I have a fuzzy recollection of the last few events I attended. Those last few were LinuxWorld Expo events — big, glitzy, commercial shindigs where the press announcements, swag, and booth babes seemed to capture the bulk of the attention. By the time the doors closed at LinuxWorld, it was getting hard to find anyone anywhere who did anything but sell something. That’s why my memory is so fuzzy; truth be told, there wasn’t much worth remembering from those last few shows.
But one show I do remember was the 1997 Atlanta Linux Showcase. A simple pipe-and-drape affair, the show consisted of about 500 geeks (about 490 of which were of the overweight white male variety) meeting on a weekend in Atlanta to discuss this neat new operating system called Linux. It featured such notables as Jon “Maddog” Hall, Eric Raymond, and a somewhat subdued young gent named Torvalds. The booths were nothing to remember. The swag was fairly minimal — mostly Linux CDs (which was cool enough at the time).
But, to me, the story was the attendees themselves. There was a light in their eyes. There was a fire in their bellies. All they could talk about was the code they were either hacking or using. Everyone wanted to make the world better, and there was no one — absolutely no one in the world — in a position to say, “No.” I left that show convinced that the sky was the limit for Linux. These folks had the passion to do something great, even if they didn’t have any corporate funding behind them.

It’s that little show from a decade and a half ago which came to mind when I attended SCaLE. SCaLE was also a pipe-and-drape affair held on a weekend. It was also filled with geeks, albeit with a lower percentage of overweight white male variety, but that’s progress. There wasn’t a ton of swag (although folks gobbled up our supply of “Be Zen, Use Xen” T-shirts at the booth). But there were signs of passion. That passion wasn’t quite as intense as in days gone by, but it was present none the less. It left my jaded, overly commercial LinuxWorld memories to gather dust in the deep recesses of my mind.

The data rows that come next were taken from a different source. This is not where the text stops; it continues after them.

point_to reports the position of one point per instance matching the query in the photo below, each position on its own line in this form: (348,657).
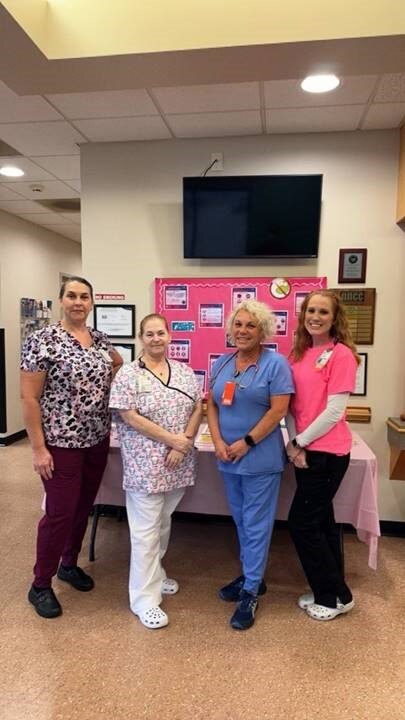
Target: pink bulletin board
(196,310)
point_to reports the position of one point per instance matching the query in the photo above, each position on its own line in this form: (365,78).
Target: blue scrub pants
(253,502)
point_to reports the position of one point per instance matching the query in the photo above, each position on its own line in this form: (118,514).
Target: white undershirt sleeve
(290,425)
(334,411)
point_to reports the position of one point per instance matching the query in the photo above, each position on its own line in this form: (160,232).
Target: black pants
(313,528)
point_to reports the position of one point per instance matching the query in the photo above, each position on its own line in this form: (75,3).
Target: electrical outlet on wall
(218,166)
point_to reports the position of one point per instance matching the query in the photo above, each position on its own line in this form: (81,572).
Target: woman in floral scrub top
(65,384)
(159,412)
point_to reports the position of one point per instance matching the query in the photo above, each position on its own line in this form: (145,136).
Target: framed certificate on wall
(116,321)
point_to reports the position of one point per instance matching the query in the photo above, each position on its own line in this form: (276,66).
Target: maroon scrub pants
(70,495)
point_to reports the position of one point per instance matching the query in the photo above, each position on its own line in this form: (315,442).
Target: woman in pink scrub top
(323,363)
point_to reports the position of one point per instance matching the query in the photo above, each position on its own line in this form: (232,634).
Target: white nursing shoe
(153,618)
(305,600)
(170,586)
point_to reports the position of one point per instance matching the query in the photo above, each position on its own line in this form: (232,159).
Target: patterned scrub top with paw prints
(74,401)
(168,405)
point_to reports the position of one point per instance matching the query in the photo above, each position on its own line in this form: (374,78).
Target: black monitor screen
(252,216)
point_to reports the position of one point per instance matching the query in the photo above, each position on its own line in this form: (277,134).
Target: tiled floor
(97,661)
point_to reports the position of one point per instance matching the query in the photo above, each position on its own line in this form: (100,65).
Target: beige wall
(31,259)
(132,232)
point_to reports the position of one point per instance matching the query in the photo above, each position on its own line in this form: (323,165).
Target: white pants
(149,518)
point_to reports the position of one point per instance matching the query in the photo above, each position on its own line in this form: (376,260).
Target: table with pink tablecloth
(355,502)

The crowds were definitely larger than in the old days. A SCaLE organizer said they had already cleared 2200 attendees by Saturday afternoon. That’s quite a sizable attendance for a small show. And certainly not bad for an entirely volunteer affair. Oh, yes, did I neglect to mention that this 11th incarnation of SCaLE was, once again, an all volunteer event? No paid show staff, no high-powered PR people, no hoopla — just geeks being geeks. Ilan Rabinovitch and team deserve much credit for a wonderful show.
The show was not without its glitches. The savage winter weather in the midwest detained a few speakers, causing some last minute cancellations. For example, my colleague Joe Brockmeier could not get through the midwest snows in time to make his Friday morning talk about The Xen Cloud Platform. As a result, the talks in the Build A Cloud Day track had to be shifted around a bit. Thankfully, Joe did arrive in time for his Sunday talk, Taking the Open Cloud to 11 with CloudStack. But not even the commercial glitz of LinuxWorld would have been able to change the weather, so small inconveniences such as this are no blight on the record of this show.
We met a lot of interesting people at the Xen booth. In fact, the size of the crowd on Saturday was so great that my Xen coworker Lars Kurth almost lost his voice from hours of continuous talking. Thankfully, he recovered his voice in time to deliver his talk at 4:30 PM Sunday, entitled Virtualization with Xen and XCP. Despite the late hour and the distraction of an impending little party called the “Academy Awards,” about 5 dozen hearty souls decided to attend.

I was a bit surprised not to find more people I knew from the earlier days of Open Source. I did come across Don Marti, who though he has chosen to conceal himself with a very ambitious beard, is always recognizable. But the number of enthusiastic faces I saw at this very large little show proved that Open Source will have staying power for many years to come. And that is truly refreshing.